It means you can easily take on shame without fully understanding what’s being said to you.
So I think just really taking a moment to say, “You are a good human being. You are valued. You are loved. You’re not alone.”
You may not think a moment like this requires those words, but if your child is feeling ashamed because of those behaviors, it’s important to remind them they’re just like everyone else—in the best way—and that even if they’ve been othered or singled out, they’re still part of a loved whole, whether that’s family or friends.
Sarah: Yeah, when you were saying that, I was reminded of something I did with my daughter that I talk about a lot—making sure our children, even if they’re having social troubles or not feeling like they have friends or the friends they want—making sure they feel unconditionally loved and appreciated and delighted in and celebrated at home can be very protective, I think.
And I’ve heard adults talk about that—who were bullied—and say, “The only reason I came through it with my self-esteem intact was that my parents made me believe this wasn’t happening because there was something wrong with me.” They made me feel loved and celebrated and appreciated at home.
So I think that’s something for all of us to keep sight of too—if our kids are having friendship troubles—to do the work at home to help them.
Rachel: Yes. A thousand percent. That has nothing to do with their friends.
Sarah: Yeah.
Rachel: Yes.
Sarah: Okay, two more questions before we let you go. A question from a member who couldn’t be on the call: any advice for making future friends once they’ve gone through a mean relationship?
So this person’s child is on the other side of a difficult elementary school relationship, starting middle school at a new school, and is finding it hard—maybe she’s a little hesitant about making new friends after what she’s gone through. Any advice about that?
Rachel: I think you validate it. You validate the hesitation.
And you also say, “Hey—do you notice how many people date and break up and then start dating new people? Or get divorced and marry new people? Friendships are the same thing.”
We’re not meant to have one best friend forever—that’s a myth. People lose friends and also cut loose people that aren’t right for them.
Maybe your daughter’s been through that—but remind her we’re constantly regenerating new connections.
It’s okay to feel a little gun-shy or apprehensive. Ask, “What would make you feel more comfortable making new friends so you don’t feel like you’re exposing yourself too much?”
Again, always staying curious, inquisitive—not assuming you know what’s right because you’re the parent—but asking, “What would need to be true for you to feel comfortable making this new friendship?”

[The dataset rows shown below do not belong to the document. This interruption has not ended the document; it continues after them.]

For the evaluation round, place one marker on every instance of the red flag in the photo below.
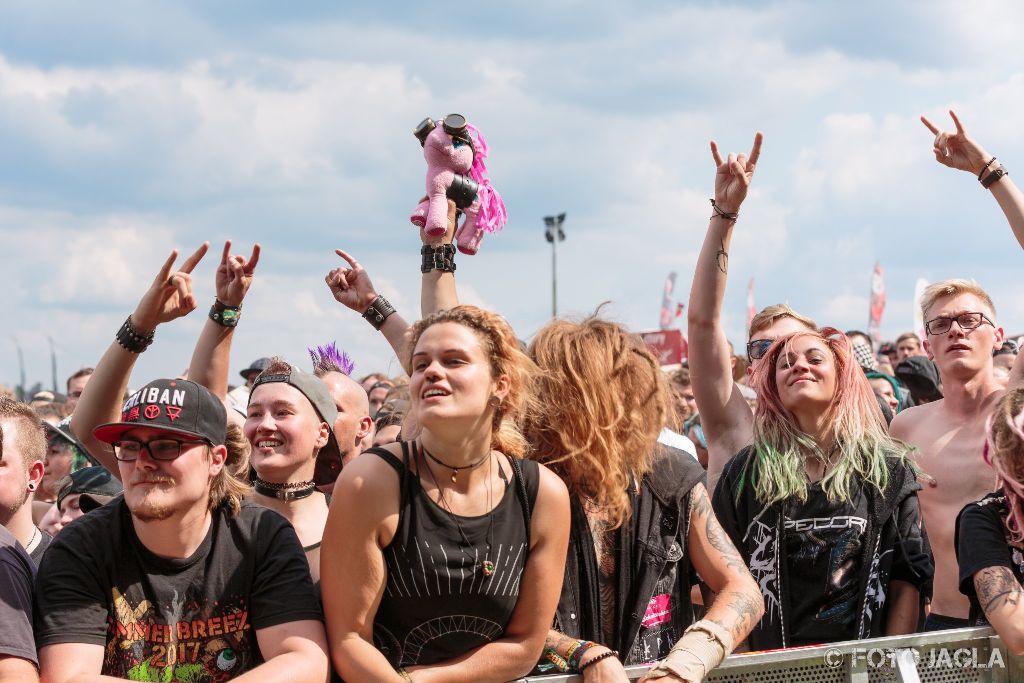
(878, 303)
(752, 310)
(667, 317)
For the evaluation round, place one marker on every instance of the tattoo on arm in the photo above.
(723, 258)
(997, 587)
(700, 507)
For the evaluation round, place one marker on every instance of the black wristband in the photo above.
(994, 176)
(225, 315)
(440, 258)
(131, 339)
(378, 311)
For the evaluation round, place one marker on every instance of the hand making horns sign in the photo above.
(733, 175)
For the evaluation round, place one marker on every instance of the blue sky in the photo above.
(127, 129)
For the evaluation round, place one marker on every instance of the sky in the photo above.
(129, 129)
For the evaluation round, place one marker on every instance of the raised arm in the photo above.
(211, 359)
(957, 150)
(353, 288)
(437, 291)
(169, 297)
(725, 416)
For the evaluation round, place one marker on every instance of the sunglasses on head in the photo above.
(757, 348)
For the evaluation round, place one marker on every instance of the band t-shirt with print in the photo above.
(982, 542)
(165, 620)
(824, 545)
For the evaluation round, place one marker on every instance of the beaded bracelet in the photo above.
(602, 655)
(131, 339)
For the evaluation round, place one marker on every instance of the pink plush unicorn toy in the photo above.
(456, 169)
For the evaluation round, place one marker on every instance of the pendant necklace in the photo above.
(486, 566)
(455, 470)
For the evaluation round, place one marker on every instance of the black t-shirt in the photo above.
(983, 541)
(439, 602)
(44, 542)
(16, 574)
(173, 620)
(823, 545)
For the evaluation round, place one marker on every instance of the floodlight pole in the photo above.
(554, 233)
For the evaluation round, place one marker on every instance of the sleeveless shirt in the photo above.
(437, 602)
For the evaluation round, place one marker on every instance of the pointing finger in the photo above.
(930, 125)
(714, 153)
(193, 260)
(960, 126)
(756, 150)
(254, 259)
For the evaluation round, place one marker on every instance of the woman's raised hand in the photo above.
(732, 175)
(235, 274)
(351, 286)
(955, 148)
(170, 295)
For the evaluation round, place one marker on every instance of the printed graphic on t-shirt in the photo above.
(827, 547)
(186, 642)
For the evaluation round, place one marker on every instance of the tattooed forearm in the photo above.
(997, 587)
(748, 609)
(723, 258)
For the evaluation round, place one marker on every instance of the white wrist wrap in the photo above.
(702, 647)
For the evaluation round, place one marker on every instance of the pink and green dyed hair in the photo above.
(1005, 452)
(860, 442)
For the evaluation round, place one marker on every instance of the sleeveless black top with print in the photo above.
(437, 602)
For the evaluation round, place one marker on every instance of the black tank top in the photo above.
(437, 602)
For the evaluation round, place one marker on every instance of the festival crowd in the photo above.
(505, 509)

Maybe she’s not comfortable socializing one-on-one outside of school for a long time and wants to keep it to school. That’s okay.
So being flexible and kind of flexing to where your child is, while also holding the line about the importance of continuing to connect—that’s important.
Sarah: Love that. My final question to you is one I ask all my podcast guests—and you can answer this in any context, not just what we were talking about today—but if you had a time machine and could go back to your younger parent self, what advice would you give yourself?
Rachel: Oh my God, so much. Don’t let your kid have YouTube as early as you did. That would be the first one.
I guess I’d say that feeling out of control is normal—and you’ve got to learn to breathe through that more. Yelling isn’t going to give you anything but a false sense of control, and it’s just going to upset your kid.
That’s the truth of it. I think I would’ve yelled less if I’d been more comfortable with the discomfort—feeling like things were out of control and I couldn’t manage or have the solution for something.
Sarah: Love that. Thank you so much for joining us. Where’s the best place for folks to find out more about you and what you do?
Rachel: Find me at rachelsimmons.com.
Sarah: All right. Thank you so much, Rachel.
Rachel: Thank you so much. Thanks for having me. Great questions.